The model is freemium, where a daily "Tailors" quota (5/day) gates the core action. It's built on:
The product
A look inside Hirely:
Hirely Marketing: the growth engine
Beyond the product, I built Hirely's growth and content system. The strategy is trust-first: earn credibility with job-seekers before ever pitching, and never let marketing make a claim the product can't back up. The same anti-fabrication and brand-voice rules that govern the product govern every post.
Reddit growth dispatch
A read-only, quiet-first system for finding frustrated job-seekers on Reddit and helping them genuinely. It scans target subreddits, scores threads on where I can actually add value, checks each subreddit's rules before drafting, and produces reply drafts I review and post by hand, with a hard ceiling of roughly one Hirely mention per ten replies. The rule that governs it: earn trust, don't extract signups.
TikTok carousel content (v2 visual pivot)
A system that studies why a viral TikTok carousel works, from its hook through to its payoff, then rebuilds that structure with Hirely's own honest message.
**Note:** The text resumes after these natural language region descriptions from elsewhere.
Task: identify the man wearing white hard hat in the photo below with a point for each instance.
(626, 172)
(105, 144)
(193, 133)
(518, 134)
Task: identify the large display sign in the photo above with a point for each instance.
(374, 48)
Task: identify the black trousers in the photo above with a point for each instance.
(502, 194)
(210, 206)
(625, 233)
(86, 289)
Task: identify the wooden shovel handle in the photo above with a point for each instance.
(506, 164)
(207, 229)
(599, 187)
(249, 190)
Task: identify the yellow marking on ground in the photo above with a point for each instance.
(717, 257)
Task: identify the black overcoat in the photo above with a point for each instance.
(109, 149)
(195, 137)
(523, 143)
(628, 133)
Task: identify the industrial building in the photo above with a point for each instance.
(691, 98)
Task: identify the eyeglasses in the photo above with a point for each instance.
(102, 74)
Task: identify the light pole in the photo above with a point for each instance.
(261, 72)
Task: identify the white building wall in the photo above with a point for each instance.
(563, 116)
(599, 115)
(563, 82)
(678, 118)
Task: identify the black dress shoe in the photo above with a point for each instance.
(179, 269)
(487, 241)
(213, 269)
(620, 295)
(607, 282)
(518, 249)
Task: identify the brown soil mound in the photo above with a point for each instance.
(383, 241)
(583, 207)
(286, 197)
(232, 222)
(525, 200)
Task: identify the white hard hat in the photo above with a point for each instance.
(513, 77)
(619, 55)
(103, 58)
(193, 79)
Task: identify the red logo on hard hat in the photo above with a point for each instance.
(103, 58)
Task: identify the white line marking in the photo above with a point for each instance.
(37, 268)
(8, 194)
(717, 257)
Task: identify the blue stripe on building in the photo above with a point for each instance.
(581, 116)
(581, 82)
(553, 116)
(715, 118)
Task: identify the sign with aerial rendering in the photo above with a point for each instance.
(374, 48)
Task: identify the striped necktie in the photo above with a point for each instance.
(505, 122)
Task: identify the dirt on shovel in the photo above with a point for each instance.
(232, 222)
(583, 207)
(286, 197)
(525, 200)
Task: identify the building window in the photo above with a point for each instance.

It produces slide-by-slide copy in Hirely's voice, captions, hashtags, and copyright-free image directions, all passing the same brand-compliance bar as everything else (no fabricated claims, no copied content).
Multi-channel voice
A consistent brand voice across LinkedIn, Reddit, and X. The system bakes in explicit banned phrases and forbidden claims, plus the 115% honesty framing, so the marketing never oversells the product.
Outcomes & early signal
Hirely is in early beta, where the goal is learning fast rather than chasing scale. The most telling number isn't reach. It's activation:
With 10 waitlist signups and 3 hands-on beta users, the early read is strong: the scan feature is the most-used part of the product, with each beta user returning to it several times. That repeat usage, along with 100% activation among new signups, is the signal that Hirely solves a real, recurring need.
I work in tight agile cycles, shipping changes and then updating the product continuously from direct user feedback. The roadmap is set by what beta users actually do and ask for, not by guesswork.
What I learned & what's next
The biggest lesson: in a crowded "AI resume" space, a clear constraint like "don't fabricate" is more defensible than another feature. It pulled the product and the brand voice into one coherent thing.
The second: building it myself end-to-end (Supabase, Stripe, Vercel, AI agents for distribution) means feedback turns into shipped changes in days, not sprints. The early activation data already pointed to the scan feature as the wedge, so the focus now is deepening what's clearly working rather than widening the surface area.
Roadmap (still being shaped): next priorities are converting waitlist interest into active beta usage and turning the scan feature's strong activation into retention. Happy to talk through the thinking.